For those of you who are unfamiliar with the terminology, “coproduction” in healthcare in the US has also been called “patient-centered” care or “patient-centered medical home.”  As it is being applied to biomedical research, it is an approach in which researchers, practitioners and the public work together, sharing power and responsibility from the start to the end of the project, including the generation of knowledge. The global movement towards co-production gives patients and patient advocates formal roles as full partners so that research brings about outcomes that improve patients’ health more effectively and efficiently.  Both in healthcare and biomedical research, chronic and life threatening diseases and conditions offer the greatest need and produce the greatest benefits from robust coproduction.

Just last week one of our Board members, Jeff Sheehy, wrote a commentary which appeared in Nature, about coproduction. We spoke to him for a Q&A profile on the piece to give us his thoughts on this emerging trend.
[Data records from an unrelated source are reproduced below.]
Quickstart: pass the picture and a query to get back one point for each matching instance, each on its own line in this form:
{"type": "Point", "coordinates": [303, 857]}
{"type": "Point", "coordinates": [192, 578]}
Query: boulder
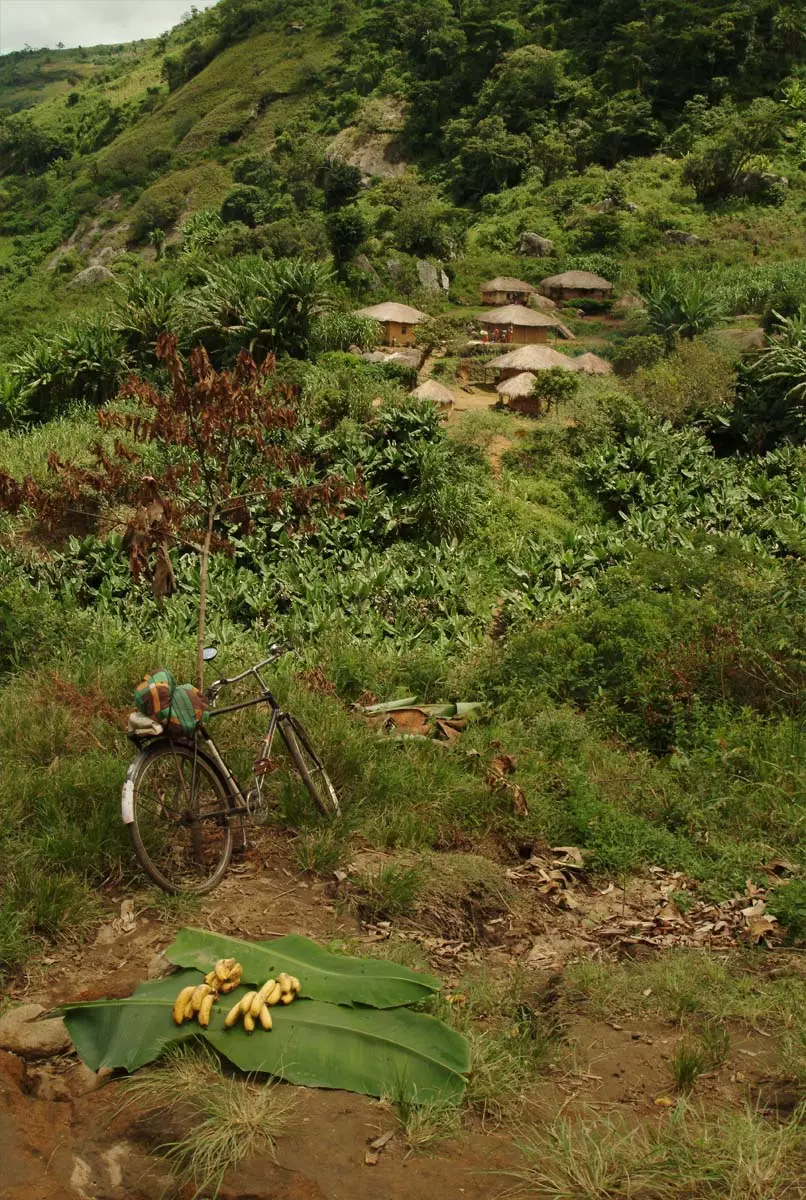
{"type": "Point", "coordinates": [108, 255]}
{"type": "Point", "coordinates": [535, 246]}
{"type": "Point", "coordinates": [92, 277]}
{"type": "Point", "coordinates": [680, 238]}
{"type": "Point", "coordinates": [24, 1033]}
{"type": "Point", "coordinates": [367, 269]}
{"type": "Point", "coordinates": [432, 279]}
Jeff Sheehy is a former San Francisco City and County Supervisor and a long-time HIV/AIDS activist and pioneer for LGBT equality who has dedicated his life to public and community service. He has served on CIRM’s Board since its inception in 2004.

AS: I know CIRM is unique, but what is one of the things that you see that CIRM does  or has done that’s unlike any other agency.

JS: One of the amazing things about the structure of CIRM is the way in which Proposition 71 actually gives formal power to patient advocates. CIRM is unique because patient advocate members of the Board are full participants in the Grants Working Group, CIRM’s peer review body, including writing reviews for late stage projects. That is one example, but when you look at CIRM, at every level patient advocates are critical to the functioning of the agency.  Advocates exert leadership in reviewing applications and approving funding them, participating in Clinical Advisory Panels to advise and monitor late stage projects, setting budgets, creating strategy, determining policies and selecting leadership of the institution. I believe this is unique – that CIRM treats patient advocates as full partners in the agency’s processes and ensures that participation with formal, statutory power.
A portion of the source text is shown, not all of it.